Under this provision, the rule set out in the return of the respondents was established and amended. The question now is as to the interpretation of the rule. It will be observed that the rule states that
"when an appeal is entered in the court below which shall operate as a supersedeas of the judgment,
order, or decree appealed from, or when there has been a special order or appeal bond for the stay or supersedeas of the judgment, decree, or order appealed from, in all such cases it shall be the duty of the appellant, within forty days from the time of the appeal entered and perfected in the court below (unless such time for special and sufficient cause be extended by the court below, or the judge thereof by whom the judgment, decree, or order may have been rendered, such time to be definite and fixed), to produce and file with the clerk of this Court a transcript of the record of such cause."
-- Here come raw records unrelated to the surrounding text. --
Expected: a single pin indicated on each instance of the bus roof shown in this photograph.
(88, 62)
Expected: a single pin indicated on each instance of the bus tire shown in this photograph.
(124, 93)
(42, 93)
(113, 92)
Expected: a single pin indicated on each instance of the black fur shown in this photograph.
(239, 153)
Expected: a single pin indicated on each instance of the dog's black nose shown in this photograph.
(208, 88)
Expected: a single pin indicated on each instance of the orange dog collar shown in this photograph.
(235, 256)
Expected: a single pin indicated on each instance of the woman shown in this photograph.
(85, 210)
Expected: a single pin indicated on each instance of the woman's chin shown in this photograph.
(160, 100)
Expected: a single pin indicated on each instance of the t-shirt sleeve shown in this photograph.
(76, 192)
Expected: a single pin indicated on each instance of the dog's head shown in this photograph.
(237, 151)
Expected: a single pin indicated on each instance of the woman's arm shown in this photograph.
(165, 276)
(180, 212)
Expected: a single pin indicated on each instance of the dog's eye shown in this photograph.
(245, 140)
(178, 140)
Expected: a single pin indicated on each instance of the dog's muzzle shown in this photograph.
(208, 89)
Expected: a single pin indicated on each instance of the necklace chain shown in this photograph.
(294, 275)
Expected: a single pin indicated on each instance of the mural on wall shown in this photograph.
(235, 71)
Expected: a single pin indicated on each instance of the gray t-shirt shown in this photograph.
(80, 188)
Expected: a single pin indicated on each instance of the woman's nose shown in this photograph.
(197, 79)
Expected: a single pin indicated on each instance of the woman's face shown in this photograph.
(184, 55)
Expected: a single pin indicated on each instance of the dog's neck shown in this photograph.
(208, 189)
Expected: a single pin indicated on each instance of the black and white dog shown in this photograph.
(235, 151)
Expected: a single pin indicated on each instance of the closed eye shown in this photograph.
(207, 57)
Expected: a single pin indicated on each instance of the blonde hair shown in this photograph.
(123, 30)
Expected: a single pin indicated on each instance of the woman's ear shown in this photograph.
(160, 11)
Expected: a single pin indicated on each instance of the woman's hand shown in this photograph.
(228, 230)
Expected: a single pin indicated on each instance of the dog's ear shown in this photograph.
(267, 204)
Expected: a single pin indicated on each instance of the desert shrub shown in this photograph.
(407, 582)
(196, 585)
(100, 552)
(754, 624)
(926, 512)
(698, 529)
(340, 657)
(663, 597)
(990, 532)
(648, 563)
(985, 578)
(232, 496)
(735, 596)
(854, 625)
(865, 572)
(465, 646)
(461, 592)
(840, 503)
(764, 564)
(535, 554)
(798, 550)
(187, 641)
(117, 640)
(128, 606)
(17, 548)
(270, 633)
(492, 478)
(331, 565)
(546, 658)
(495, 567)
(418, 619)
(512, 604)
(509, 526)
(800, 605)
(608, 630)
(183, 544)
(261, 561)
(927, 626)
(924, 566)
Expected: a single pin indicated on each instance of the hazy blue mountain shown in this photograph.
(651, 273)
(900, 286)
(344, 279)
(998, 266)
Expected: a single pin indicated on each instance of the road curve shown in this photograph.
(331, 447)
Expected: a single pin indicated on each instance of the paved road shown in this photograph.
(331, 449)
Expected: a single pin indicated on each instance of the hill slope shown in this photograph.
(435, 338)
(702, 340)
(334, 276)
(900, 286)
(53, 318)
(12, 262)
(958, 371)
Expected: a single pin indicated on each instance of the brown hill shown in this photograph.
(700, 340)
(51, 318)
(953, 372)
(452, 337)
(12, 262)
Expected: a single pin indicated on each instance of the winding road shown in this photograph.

The contention of the parties turns on this provision. Is it to be interpreted independently or in connection with and as receiving meaning from the subsequent provision commencing with the words "in any and all cases?" Or, in other words, is the rule to be applied differently when the appeal operates as a supersedeas from what it does when the appeal does not so operate? The appeal of relators did not so operate, and the relators contend that their cause "was not of the class of cases to which the rule relates," and therefore no rule or authority imposed on them the duty of filing the transcript within the forty days, but that their case falls under that part of the rule which provides for filing the record in cases where there was no supersedeas or stay. "It does not enlarge in any manner," counsel say, "the cases specified in the former part of the rule, and to which the duty of filing within forty days is confined." The Court of Appeals held otherwise, and declares in its reply, which is very circumstantial, that the rule, even as originally framed, was intended to have a different meaning from that which relators put upon it, but upon doubts arising it was amended to remove the doubts, and
"in all cases, whether there had been a supersedeas or not, to fix a period of time within which the transcript should be filed in the Court of Appeals (subject to the authority given by the rule itself, to the court below or a judge thereof, to extend the time). Otherwise there would have been no provision at all for cases in which there should be no supersedeas."
The answer also states --
"The rule as so understood and construed by the respondents has been enforced in every case in which it has been brought to the attention of the respondents. So far as they know, no
case has arisen since September 29, 1894, in which the transcript has not been filed within forty days from the time of the appeal entered and perfected in the court below, except where the time has been extended in accordance with the rule, by an order made by a judge of the court below before the expiration of the time limited by the rule or by a previous order. In the case of the District of Columbia v. Humphries, 11 App.D.C. 68, the appeal was dismissed solely because the transcript was not filed in the Court of Appeals within the forty days prescribed by the rule in question, and without reference to whether the appeal operated as a supersedeas. The opinion of the Court of Appeals in that case was published among the regular reports of that court in 1898."
Under these circumstances, we are of the opinion that the rule must receive the interpretation which was given it by the Court of Appeals.